September 9th, 2015 ~ Vol. 85 No. 35
Most captured skunks euthanized
Crowsnest Pass Herald Front Page
Source: ARK Trapping
Pass Herald Reporter
Even if they are not big as bears, stealthy as cougars, or quick like deer most people know that a skunk can hold its own against most creatures but when it comes to the Pass’ agricultural fieldman, Bill Hnatiuk, they appear to have met their match.

Data obtained by the Pass Herald indicates Hnatiuk and his team trapped 24 skunks over the last two years and in his explanation of the finer points of skunk management, Hnatiuk said the majority of the trapped animals were euthanized because of apparent health problems.

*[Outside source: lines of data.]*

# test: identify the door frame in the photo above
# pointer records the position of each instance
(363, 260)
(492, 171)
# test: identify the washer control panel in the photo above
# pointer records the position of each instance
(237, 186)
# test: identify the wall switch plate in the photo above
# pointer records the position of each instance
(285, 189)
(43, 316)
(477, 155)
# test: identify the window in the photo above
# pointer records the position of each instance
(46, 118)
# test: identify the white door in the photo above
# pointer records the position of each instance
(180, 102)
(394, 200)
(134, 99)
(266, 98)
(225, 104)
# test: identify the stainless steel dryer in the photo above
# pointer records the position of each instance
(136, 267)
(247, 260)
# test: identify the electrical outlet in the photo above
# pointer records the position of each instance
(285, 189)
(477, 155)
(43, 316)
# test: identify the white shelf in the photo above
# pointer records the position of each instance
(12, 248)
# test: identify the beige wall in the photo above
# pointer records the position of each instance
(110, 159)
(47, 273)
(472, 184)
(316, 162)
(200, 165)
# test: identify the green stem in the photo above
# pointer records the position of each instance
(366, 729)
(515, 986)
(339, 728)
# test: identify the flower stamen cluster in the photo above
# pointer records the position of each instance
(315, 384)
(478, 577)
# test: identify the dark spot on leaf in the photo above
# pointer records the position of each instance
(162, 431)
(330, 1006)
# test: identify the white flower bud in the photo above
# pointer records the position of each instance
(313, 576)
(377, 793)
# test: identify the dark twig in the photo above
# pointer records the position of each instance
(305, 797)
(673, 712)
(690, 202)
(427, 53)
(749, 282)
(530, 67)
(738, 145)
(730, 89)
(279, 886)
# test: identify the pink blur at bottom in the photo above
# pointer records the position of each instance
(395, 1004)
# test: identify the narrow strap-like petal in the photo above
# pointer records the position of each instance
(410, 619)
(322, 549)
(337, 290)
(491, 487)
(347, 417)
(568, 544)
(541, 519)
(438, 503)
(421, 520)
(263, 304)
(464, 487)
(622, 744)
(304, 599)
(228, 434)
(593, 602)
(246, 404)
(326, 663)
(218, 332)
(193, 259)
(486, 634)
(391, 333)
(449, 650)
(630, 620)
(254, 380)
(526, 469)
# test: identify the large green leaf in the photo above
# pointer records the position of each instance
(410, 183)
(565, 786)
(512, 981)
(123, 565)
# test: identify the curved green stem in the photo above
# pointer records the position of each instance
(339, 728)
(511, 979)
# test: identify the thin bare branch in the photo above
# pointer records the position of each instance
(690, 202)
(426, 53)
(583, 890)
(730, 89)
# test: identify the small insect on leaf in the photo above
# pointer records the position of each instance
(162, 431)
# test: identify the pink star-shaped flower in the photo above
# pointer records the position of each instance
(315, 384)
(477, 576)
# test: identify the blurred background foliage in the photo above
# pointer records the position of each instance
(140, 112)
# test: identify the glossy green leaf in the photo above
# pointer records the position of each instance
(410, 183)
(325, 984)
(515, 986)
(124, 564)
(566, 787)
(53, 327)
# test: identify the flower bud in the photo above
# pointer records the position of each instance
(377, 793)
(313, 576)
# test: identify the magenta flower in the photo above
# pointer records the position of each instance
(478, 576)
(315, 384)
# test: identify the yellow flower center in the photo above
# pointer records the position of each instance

“We’ll release them 15 kilometres from the nearest residence but there is only a certain number that can be relocated,” he said. “The rest have to be destroyed, unfortunately.”

When pressed on how one would destroy a skunk, Hnatiuk said it was done “humanely.”

Hnatiuk did not elaborate on why skunks are a problem; their overwhelming stench is the obvious answer but he did explain why they are attracted to the Pass.

“I believe most people are feeding them, drawing them into the community,” said Hnatiuk. “But they are wild animals and they propagate because there is virtually no predation.”

Conrad Mueller, owner of Calgary based Absolute Pest Control, said his company will usually relocate skunks to avoid the nasty business of euthanasia but when there was no other choice and before the process was banned, he used to gas the skunks with a highly toxic substance.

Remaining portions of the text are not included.